Você já mencionou a responsabilidade dos designers em incentivar o consumo consciente. E os arquitetos, o que mais podem fazer em termos de sustentabilidade?
O termo edifício sustentável me remete a itens como certificação ambiental, que basicamente é uma checklist com pontos como eficiência energética, economia de água, iluminação. Mas a vida não se resume a isso. Sustentável, a meu ver, quer dizer longevo. Um prédio que as pessoas amam vira um ícone e permanece por centenas de anos. Isso guarda muito mais relevância do que um simples selo na parede de uma edificação sem nenhum valor estético e que, por isso, será demolida daqui a dez anos, com impacto enorme. Temos de aceitar que nem toda construção vai durar tanto tempo e imaginar formas menos danosas de desmontá-las ou de trocar seu uso. Arquitetos e designers têm uma grande responsabilidade nisso. São profissões enquadradas no campo da prestação de serviço, e creio que, para promover essa integração de que necessitamos, a saída é tratar nossa produção mais como arte. Espero realmente que possamos inserir mais cuidado, mais arte e mais responsabilidade em nossa atuação como arquitetos. No fim das contas, é isso que trará sustentabilidade para nossas criações.

Você se define como um futurista. Está otimista em relação às próximas décadas?
Muito, muito mesmo. A Covid-19 ajudou a acelerar nossa consciência em tantos aspectos… Apesar de toda a destruição e tristeza, agora estamos um pouco mais inteligentes e mais conectados. Também sinto que o mundo despertou para novos desejos, significados e propósitos.  

Para finalizar: fale um pouco de sua casa.
Na pandemia, passei dois anos com minha família no interior. Foi mágico.

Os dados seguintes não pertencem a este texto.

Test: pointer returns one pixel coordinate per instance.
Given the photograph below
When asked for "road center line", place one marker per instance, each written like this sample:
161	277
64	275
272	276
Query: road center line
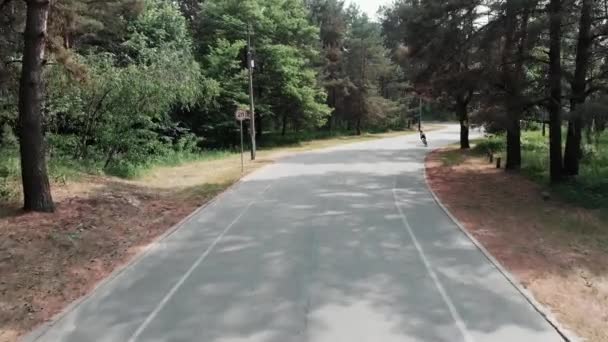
188	273
427	264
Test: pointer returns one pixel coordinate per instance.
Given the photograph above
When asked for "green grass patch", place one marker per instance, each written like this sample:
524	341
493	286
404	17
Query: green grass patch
451	158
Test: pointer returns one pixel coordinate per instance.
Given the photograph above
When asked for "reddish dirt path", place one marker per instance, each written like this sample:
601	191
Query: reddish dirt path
50	260
558	251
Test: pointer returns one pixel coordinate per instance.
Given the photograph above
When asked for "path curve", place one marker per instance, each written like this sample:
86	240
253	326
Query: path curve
345	244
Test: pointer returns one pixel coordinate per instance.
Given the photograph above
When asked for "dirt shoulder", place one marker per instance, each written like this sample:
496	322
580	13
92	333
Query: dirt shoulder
49	260
558	251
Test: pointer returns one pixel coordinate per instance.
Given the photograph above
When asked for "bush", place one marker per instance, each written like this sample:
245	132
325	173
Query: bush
492	144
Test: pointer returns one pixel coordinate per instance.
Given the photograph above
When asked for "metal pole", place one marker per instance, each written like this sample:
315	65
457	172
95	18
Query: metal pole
420	115
251	105
242	162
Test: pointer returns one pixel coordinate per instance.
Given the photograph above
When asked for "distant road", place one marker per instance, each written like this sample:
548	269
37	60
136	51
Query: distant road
340	245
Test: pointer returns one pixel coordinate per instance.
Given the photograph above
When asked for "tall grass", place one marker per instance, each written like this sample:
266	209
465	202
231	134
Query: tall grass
589	189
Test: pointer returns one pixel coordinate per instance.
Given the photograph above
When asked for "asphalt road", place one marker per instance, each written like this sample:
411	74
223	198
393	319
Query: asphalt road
340	245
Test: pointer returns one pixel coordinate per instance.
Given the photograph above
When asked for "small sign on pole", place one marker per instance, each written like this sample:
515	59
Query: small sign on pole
241	115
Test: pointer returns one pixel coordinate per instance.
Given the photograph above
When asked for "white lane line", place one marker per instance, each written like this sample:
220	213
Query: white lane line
188	273
444	295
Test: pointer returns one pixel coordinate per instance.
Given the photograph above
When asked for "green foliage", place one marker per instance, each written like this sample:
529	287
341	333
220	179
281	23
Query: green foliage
492	144
589	189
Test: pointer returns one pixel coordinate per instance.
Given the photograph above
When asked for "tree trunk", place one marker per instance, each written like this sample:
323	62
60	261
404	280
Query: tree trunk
513	143
36	187
463	117
511	77
284	129
555	87
544	128
258	127
572	155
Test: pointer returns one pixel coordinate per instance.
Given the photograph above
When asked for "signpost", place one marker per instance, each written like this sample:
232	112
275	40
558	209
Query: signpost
241	115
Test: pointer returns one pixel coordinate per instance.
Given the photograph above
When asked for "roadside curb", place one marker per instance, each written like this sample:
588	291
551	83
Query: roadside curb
38	332
546	312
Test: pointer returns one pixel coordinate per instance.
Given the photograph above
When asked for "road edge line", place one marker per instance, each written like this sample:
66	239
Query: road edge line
38	332
544	311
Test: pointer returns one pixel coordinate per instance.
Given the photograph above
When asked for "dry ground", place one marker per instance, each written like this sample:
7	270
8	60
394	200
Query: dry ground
48	261
559	252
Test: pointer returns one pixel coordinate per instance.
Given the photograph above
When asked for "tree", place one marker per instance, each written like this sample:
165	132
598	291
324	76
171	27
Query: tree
555	88
572	154
36	187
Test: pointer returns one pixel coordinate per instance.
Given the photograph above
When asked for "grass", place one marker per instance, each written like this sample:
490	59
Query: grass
589	189
179	169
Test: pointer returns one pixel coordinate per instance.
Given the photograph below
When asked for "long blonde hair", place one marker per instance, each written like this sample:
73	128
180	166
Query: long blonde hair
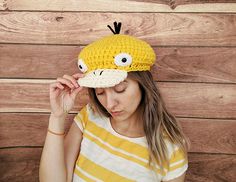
158	123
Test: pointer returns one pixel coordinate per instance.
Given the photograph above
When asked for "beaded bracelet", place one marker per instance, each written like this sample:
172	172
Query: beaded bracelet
59	134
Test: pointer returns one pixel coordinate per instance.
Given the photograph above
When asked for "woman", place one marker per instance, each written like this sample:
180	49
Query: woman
125	133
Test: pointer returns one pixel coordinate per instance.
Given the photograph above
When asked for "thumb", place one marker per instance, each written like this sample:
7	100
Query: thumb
75	92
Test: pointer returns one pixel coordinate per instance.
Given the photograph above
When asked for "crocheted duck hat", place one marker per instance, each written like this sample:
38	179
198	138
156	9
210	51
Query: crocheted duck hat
107	61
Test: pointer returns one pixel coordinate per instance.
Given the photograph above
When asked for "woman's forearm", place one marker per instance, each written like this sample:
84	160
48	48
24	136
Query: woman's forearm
52	164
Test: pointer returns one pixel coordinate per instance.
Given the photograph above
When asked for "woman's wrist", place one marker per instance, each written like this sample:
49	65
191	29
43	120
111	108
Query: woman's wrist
56	123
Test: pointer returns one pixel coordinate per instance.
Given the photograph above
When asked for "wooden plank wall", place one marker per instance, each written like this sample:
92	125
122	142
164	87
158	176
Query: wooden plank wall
195	42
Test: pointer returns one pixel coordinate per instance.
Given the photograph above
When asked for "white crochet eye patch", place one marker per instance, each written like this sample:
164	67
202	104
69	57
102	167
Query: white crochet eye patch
123	59
82	66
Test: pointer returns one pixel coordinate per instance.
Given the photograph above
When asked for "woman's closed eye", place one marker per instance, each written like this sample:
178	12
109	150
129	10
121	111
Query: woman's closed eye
99	91
120	88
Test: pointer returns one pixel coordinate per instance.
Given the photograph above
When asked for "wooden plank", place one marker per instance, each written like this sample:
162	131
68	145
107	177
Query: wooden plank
22	164
199	99
170	65
32	128
159	29
121	5
183	99
210	135
211	168
30	96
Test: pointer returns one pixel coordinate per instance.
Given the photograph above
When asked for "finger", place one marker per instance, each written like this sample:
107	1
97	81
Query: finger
75	92
78	75
55	85
72	79
66	82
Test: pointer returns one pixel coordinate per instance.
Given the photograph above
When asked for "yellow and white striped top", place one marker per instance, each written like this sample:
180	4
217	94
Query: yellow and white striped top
105	155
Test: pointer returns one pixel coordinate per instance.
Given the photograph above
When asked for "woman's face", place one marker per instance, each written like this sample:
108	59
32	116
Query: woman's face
122	100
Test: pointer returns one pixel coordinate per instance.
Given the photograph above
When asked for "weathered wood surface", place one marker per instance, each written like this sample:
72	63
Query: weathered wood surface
121	5
159	29
187	64
30	96
32	127
183	99
24	164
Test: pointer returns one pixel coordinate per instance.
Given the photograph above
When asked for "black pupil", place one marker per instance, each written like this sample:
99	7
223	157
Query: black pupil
124	60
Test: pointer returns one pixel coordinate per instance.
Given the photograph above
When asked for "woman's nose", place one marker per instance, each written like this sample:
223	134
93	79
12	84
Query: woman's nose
111	101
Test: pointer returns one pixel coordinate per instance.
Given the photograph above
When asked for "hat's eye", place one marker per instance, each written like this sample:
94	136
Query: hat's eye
123	59
82	66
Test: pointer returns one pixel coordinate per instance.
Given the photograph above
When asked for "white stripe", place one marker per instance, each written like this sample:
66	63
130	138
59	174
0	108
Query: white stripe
104	122
76	178
87	174
78	123
116	164
116	149
176	163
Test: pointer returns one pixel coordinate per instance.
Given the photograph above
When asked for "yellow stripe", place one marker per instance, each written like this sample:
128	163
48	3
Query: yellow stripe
78	173
118	142
99	171
117	153
172	168
177	156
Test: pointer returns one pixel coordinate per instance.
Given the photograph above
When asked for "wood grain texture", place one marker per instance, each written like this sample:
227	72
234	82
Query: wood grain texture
30	96
200	100
121	5
24	164
32	128
211	168
183	99
159	29
190	64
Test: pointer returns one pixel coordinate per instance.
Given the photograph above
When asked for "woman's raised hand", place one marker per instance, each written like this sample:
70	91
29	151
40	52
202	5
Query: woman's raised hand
63	93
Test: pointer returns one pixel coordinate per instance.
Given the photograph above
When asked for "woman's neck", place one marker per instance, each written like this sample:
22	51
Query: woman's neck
131	128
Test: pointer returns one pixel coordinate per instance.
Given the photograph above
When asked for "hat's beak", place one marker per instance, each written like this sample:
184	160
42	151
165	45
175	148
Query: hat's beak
102	78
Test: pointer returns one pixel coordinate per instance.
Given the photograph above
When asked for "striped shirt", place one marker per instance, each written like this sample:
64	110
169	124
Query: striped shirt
105	155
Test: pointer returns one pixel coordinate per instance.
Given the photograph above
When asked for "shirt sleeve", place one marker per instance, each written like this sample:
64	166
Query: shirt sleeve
81	118
178	163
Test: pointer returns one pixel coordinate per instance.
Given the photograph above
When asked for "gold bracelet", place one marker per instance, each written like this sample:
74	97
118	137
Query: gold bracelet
59	134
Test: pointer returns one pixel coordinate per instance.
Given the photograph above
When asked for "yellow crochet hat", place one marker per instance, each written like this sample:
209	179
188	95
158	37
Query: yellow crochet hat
107	61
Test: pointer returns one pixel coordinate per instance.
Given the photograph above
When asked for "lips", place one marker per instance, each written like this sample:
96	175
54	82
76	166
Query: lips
116	113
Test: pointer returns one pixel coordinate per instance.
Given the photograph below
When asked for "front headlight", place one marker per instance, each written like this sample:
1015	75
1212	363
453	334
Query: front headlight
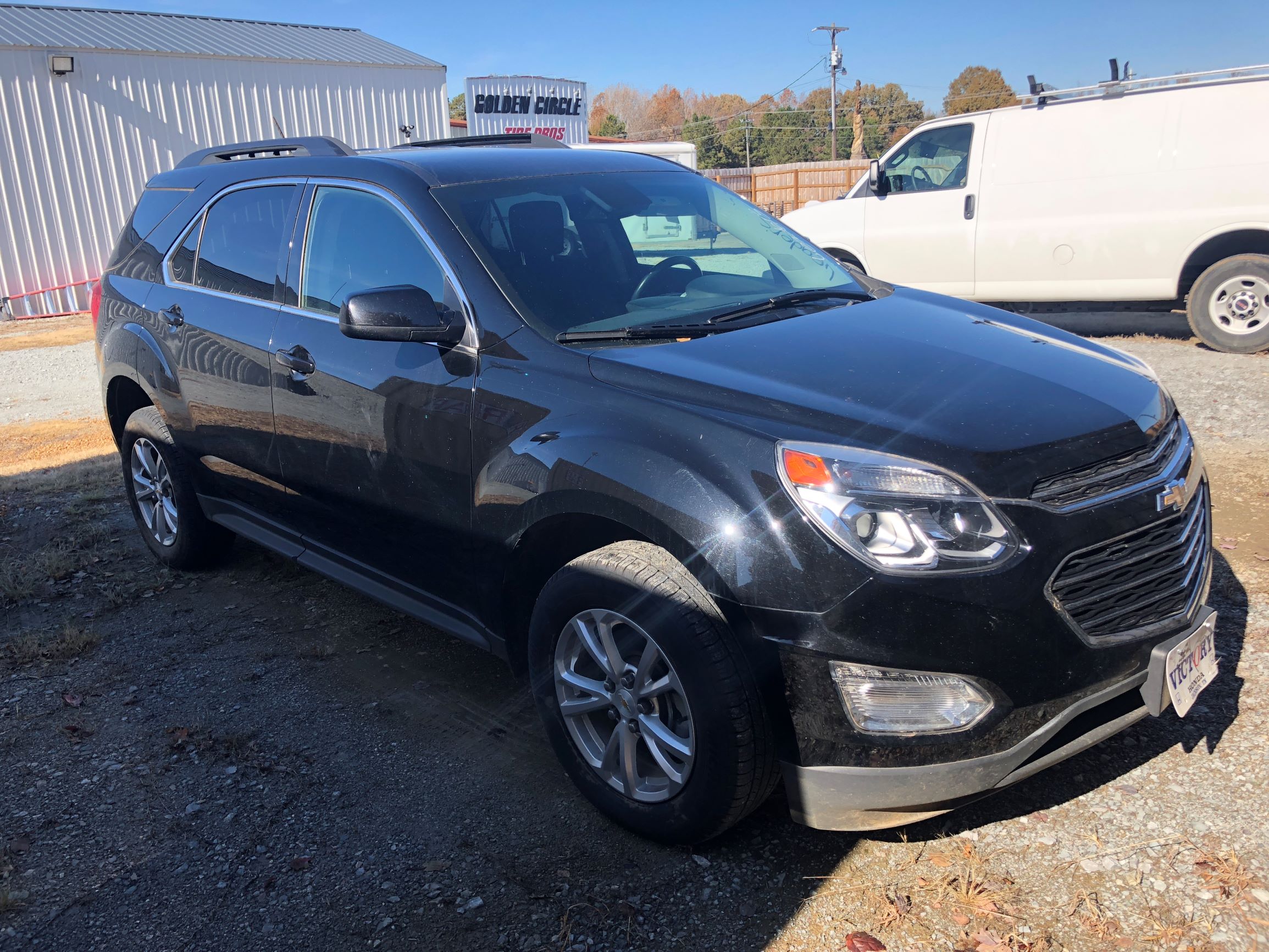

Minha mulher e eu somos seres urbanos, amamos a cidade e suas oportunidades, mas nos conectamos com a natureza em outro nível nesse período, a ponto de ficarmos desconfortáveis em voltar para Nova York. Então, escolhemos experimentar um novo ambiente e nos mudamos para Miami. Nossa casa de campo em Connecticut segue sendo meu endereço preferido, com muita arte e natureza, mas, no fim das contas, eu vivo metade do tempo no avião. E tudo bem. É o que preciso fazer. O mundo é minha casa.